TV & Movies

The Nope Ending, Explained

Spoilers ahead.

by Morgan Leigh Davies
Keke Palmer in 'Nope.'
Universal Pictures

Few films coming out this year have been as hotly anticipated as Jordan Peele’s third movie, Nope. His debut feature, the racial horror parable Get Out, was a cultural phenomenon that netted him a Best Original Screenplay Oscar. His sophomore attempt, Us, an eerie doppelganger flick starring Lupita Nyong’o, was also a hit. The first trailer for Nope, which reunites Peele with Get Out star Daniel Kaluuya and co-stars Keke Palmer, Steven Yeun, and Brandon Perea, didn’t reveal much — only that the film takes place on a horse ranch, and that it might have something to do with aliens.

Now, Nope has finally arrived in theaters, and spoilers about its twists and turns have been revealed. Viewers have come to expect intricate plotting, clever symbolism, and sharp humor from Peele’s films, and they won’t leave disappointed. Nope also features his most expansive action sequences and affecting relationships between characters: In short, it’s a sensational summer movie spectacle, one viewers shouldn’t miss.

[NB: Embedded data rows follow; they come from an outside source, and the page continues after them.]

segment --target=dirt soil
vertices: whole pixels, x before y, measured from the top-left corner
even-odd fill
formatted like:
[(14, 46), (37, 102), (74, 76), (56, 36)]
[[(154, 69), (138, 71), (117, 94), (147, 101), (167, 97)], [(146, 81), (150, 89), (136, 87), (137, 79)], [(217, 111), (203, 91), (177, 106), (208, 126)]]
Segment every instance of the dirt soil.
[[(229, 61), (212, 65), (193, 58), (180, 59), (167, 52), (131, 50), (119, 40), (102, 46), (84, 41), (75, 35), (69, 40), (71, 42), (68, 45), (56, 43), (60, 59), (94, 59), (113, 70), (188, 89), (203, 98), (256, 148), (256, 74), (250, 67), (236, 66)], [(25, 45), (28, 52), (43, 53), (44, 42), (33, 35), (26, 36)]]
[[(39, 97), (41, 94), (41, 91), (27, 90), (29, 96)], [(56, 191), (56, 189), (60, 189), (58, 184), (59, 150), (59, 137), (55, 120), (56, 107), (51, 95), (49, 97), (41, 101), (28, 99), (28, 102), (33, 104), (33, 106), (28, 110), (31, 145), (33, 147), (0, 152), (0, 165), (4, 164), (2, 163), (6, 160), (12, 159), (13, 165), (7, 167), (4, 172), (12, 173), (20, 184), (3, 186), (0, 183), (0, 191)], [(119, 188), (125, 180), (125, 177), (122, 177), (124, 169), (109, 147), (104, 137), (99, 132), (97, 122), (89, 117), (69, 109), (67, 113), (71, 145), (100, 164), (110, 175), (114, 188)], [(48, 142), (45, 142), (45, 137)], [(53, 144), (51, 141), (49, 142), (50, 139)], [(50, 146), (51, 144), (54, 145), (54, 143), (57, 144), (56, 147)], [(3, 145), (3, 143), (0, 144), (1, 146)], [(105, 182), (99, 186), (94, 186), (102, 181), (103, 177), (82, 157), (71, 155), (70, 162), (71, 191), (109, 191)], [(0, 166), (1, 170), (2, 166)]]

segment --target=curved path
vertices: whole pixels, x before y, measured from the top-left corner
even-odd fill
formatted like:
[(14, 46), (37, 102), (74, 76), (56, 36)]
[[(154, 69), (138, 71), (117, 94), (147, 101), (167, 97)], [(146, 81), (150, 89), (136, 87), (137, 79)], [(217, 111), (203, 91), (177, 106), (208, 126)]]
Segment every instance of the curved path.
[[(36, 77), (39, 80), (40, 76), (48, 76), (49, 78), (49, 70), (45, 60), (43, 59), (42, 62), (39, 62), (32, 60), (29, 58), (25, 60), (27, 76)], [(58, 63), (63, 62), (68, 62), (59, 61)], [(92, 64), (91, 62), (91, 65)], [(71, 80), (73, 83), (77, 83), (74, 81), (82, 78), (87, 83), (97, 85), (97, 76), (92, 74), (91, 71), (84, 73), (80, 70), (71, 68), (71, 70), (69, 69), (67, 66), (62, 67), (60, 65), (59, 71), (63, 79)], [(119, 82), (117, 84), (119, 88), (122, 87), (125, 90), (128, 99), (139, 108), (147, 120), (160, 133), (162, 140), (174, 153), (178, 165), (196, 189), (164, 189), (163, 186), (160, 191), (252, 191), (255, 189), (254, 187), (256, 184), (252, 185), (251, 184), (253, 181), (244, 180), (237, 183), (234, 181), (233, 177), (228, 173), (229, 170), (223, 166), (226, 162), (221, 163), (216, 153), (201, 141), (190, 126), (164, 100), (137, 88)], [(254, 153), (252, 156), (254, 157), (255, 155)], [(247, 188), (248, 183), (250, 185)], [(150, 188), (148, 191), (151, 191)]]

But how does the movie end? Find out below. (Spoilers abound.)

How does Nope end?

Throughout the film, the Haywood siblings OJ (Kaluuya) and Emerald (Palmer) are menaced by what appears to be a flying saucer, which flies low over the remote California hills where they live, sucking up horses and then people at a nearby theme park through a tornado-shaped funnel of dust. OJ realizes that the object isn’t a spaceship but an organism, and that the animals and people aren’t being teleported — they’re being eaten.

OJ and Emerald, along with enthusiastic IT guy Angel Torres (Perea) and veteran nature film director Antlers Holst (Michael Wincott), concoct a plan to lure the organism out in the daylight, so that they can film it and reap the monetary rewards (and get famous, as a bonus). Over the course of the film, they discovered that the creature cuts out nearby electricity and only eats things it looks in the eye. To entrap it, they set up air dancers across their ranch, which will collapse when it’s overhead. OJ, who will act as bait, wears a hoodie with two reflectors attached to the back of the hood, which will double as eyes. He rides his trusted horse Lucky (whose eyes are covered) out of their house and onto the ranch while Emerald monitors surveillance cameras inside and Antlers and Angel film the scene with a non-electrical camera from above.

The plan gets complicated when a journalist from TMZ shows up at the ranch, asking about recent disappearances. Against the siblings’ warnings, he drives his motorcycle at full speed toward the electrical blackout zone, and flies off the bike and onto the road when he hits it. He doesn’t die immediately, and OJ attempts to rescue him — but he doesn’t manage it before the creature gobbles him up.

Directly after, OJ races back down toward the house, his hoodie-with-reflectors pulled up, leading the creature behind him. Antlers gets the shot, and OJ escapes just in time. But Antlers, seduced by the thrill of the chase, abandons the precautions they’ve set up and reveals himself to the creature in order get the perfect shot in the perfect dusk light — a decision that leads to him being eaten, too.

The creature goes on a rampage, damaging the Haywoods’ house and almost killing Angel, who escapes by virtue of being wrapped in barbed wire. Emerald and OJ both try to escape, but she can’t get away on the journalist’s motorcycle unless OJ rides Lucky in the opposite direction, effectively sacrificing himself. He convinces her to let him do this, and she drives at full speed to the now-abandoned theme park.

After Emerald’s escape, the creature expands, unwrapping itself into long tendrils that look more like a butterfly or ghost than a flying saucer. Emerald lets loose a large balloon in the shape of a man at the theme park, hoping the creature will fall for its fake eyes. When it does, she uses a camera built into one of the theme park’s attractions to photograph it just before the act of digesting the balloon’s compressed air explodes the creature once and for all.

Emerald is left dazed at the park as police and media arrive. In the film’s final moments, she sees her brother appear on his horse in the entranceway, surrounded by fog. Is he really alive, or is he just a vision? Peele ends the movie before giving a definitive answer either way.